だんだん、いろんなことを知らないで、世界を観ないで決めつけて「死を選んだ」真に、その体を返して本当にもう一度生き返らせてやりたいと「魂」は思うようになる。
しかし、そのために彼は自分が誰で、どんな罪を犯して死んだのかを思い出さばければならない。・・・彼を慕い、彼の絵に魅了されていたチビでブスの佐野唱子が、そのヒントをくれる。
途中で、もしかしたら・・・と勘の良い読者ならば、死んでしまった真の体にホームステイしている魂の正体に思い至るだろう。
ああ、面白かった。そして切なかった。
どうか、どうか自分を殺してはいけない。あなたを愛し、あなたに助けられているものがいる。あなたが気づかなくても励まされているものがいる。また、逆に知らず知らずのうちに誰かを傷つけて苦しめているかも知れないが、・・・・。

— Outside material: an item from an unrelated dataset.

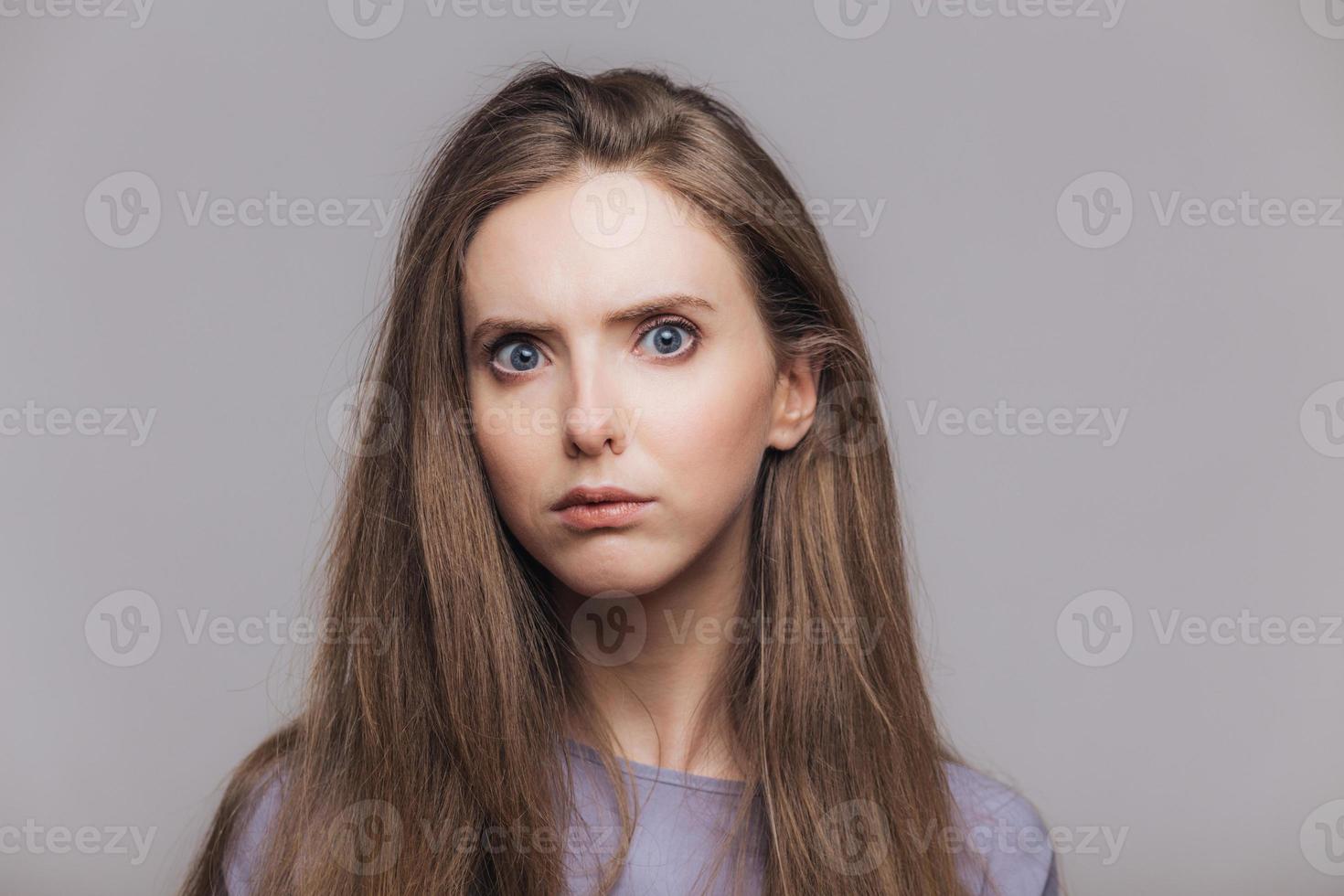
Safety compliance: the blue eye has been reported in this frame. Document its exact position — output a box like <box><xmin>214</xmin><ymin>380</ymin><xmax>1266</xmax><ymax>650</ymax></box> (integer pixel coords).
<box><xmin>640</xmin><ymin>323</ymin><xmax>691</xmax><ymax>356</ymax></box>
<box><xmin>493</xmin><ymin>340</ymin><xmax>541</xmax><ymax>373</ymax></box>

お互いに言葉を出し合って、気持ちを伝え合ってほしい。
誤解によって、悩みから死を選ぶことなどあってはならない。苦しみは決して永遠ではなく、あなたを助けたい人は必ずいる。
そういうメッセージをこの物語から受け取った。
この世は実に様々な色で溢れている。ひともいろいろだ。ひとりのひとでさえ、ある面は美しく彩られているが、他の面に暗黒の色も塗り込められている。
純粋なままで、汚れを受け入れないで生きることはできない。
故に★4
母親の不倫は、どうしても現実味が感じられない。世間にはよくあることだとしても、・・・。もう少し、フラメンコ教師が女たらしで生徒の誰とでも「やる」男だと書いてあれば、納得がいったが。
また、真面目で愛妻家の父親がこどもの生まれる前に浮気していたというエピソードは、母親の作り話かもしれぬが、現実味がない。大人の浮気事情はこどもには理解不能。これも筆者は教えたかったのかもしれぬが、このふたりの人物像がぶれている。